Political debates are rooted in history

Presidential debates are a historical linchpin of modern American politics. Debates put the major contenders on the same stage and allow voters the opportunity to see how candidates explain — and defend — their policy positions.

Among the earliest reported examples of candidate debates in the United States were the 1858 U.S. Senate showdowns between Republican Abraham Lincoln and Democrat Stephen Douglas. The candidates held seven, three-hour debates across Illinois, focused on whether new states should be permitted to allow slavery.

In 1956, the first televised presidential debate featured Democrat and former Illinois Gov. Adlai Stevenson facing Senator Estes Kefauver of Tennessee, also a Democrat, and it was a fairly restrained matchup. Each seeking their party’s nomination for president, the candidates took similar positions on school integration, atomic energy and foreign policy during the one-hour debate. They differed over whether the U.S. should discontinue hydrogen bomb testing.

After Stevenson won the primary and Democratic nomination, he selected Kefauver as his running mate.

But the initial, and perhaps most famous, general election presidential debate was in 1960. That’s when Republican Richard Nixon sparred with Democrat John Kennedy. This debate, the first in a series of four during that election cycle, was memorable because it highlighted the important role physical appearances play in presidential contests.
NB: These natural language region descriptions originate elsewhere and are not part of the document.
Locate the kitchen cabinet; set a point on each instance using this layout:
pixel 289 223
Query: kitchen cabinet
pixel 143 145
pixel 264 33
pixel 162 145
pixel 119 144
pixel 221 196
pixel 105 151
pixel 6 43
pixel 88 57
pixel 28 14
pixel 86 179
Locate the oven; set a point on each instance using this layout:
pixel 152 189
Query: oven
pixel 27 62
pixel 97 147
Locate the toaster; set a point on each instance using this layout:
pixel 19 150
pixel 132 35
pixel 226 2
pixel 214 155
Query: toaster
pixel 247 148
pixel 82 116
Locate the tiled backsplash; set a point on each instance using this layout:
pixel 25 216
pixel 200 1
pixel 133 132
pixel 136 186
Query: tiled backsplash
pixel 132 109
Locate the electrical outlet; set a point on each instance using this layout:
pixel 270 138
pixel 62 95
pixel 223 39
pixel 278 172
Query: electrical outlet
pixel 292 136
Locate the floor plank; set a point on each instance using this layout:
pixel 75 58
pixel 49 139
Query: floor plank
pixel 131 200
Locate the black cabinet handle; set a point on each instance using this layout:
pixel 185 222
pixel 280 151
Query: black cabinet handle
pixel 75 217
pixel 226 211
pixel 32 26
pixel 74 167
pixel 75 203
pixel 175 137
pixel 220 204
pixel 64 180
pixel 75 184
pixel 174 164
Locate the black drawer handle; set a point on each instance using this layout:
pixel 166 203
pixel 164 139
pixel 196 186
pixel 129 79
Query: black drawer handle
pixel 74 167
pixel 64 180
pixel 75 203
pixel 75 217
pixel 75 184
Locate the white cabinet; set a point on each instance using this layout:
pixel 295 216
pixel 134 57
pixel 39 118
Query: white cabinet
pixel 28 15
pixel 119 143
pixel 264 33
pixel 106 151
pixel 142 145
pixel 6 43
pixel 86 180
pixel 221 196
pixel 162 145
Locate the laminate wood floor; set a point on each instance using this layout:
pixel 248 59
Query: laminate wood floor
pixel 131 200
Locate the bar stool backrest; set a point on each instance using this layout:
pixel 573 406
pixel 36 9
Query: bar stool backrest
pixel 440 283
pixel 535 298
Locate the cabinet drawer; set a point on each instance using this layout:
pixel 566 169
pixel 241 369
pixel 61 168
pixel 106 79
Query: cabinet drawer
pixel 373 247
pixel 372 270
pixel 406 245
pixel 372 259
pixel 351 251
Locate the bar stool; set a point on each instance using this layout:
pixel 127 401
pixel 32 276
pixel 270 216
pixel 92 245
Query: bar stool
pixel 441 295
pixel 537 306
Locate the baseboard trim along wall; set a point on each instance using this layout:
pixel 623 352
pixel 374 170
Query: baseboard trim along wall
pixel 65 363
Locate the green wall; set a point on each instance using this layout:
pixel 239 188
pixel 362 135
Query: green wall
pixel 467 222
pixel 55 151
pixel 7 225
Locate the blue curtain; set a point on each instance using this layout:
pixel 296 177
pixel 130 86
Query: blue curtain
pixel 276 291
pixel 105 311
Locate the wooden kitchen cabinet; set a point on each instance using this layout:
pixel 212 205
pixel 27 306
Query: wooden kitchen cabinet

Radio listeners thought Nixon — then the sitting Republican vice president — had won. But his five-o’clock shadow and pale skin caused television viewers to proclaim Kennedy the clear winner. Decades later, nationally syndicated columnist Bruce DuMont said, “After that debate, it was not just what you said in a campaign that was important, but how you looked saying it.”

That first Nixon-Kennedy face-off was also important because of the large television audience — more than 70 million Americans watched — and the small boost it gave Kennedy in a closely contested election. According to Gallup polling, Kennedy went from being down by 1 percentage point before the debate to being up by 3 percentage points after the debate.

But after the Kennedy-Nixon debates, there wasn’t another general election presidential debate until 1976 because some candidates refused to participate in the process. In 1964, Democratic President Lyndon Johnson, the overwhelming favorite, refused to debate the Republican nominee, Barry Goldwater. And in 1968, Nixon would not debate Democrat Hubert Humphrey because of his own dismal performance against Kennedy in 1960. Nixon also refused to debate George McGovern, a Democrat, in 1972 because he had a 39-percentage point lead in the polls in early September.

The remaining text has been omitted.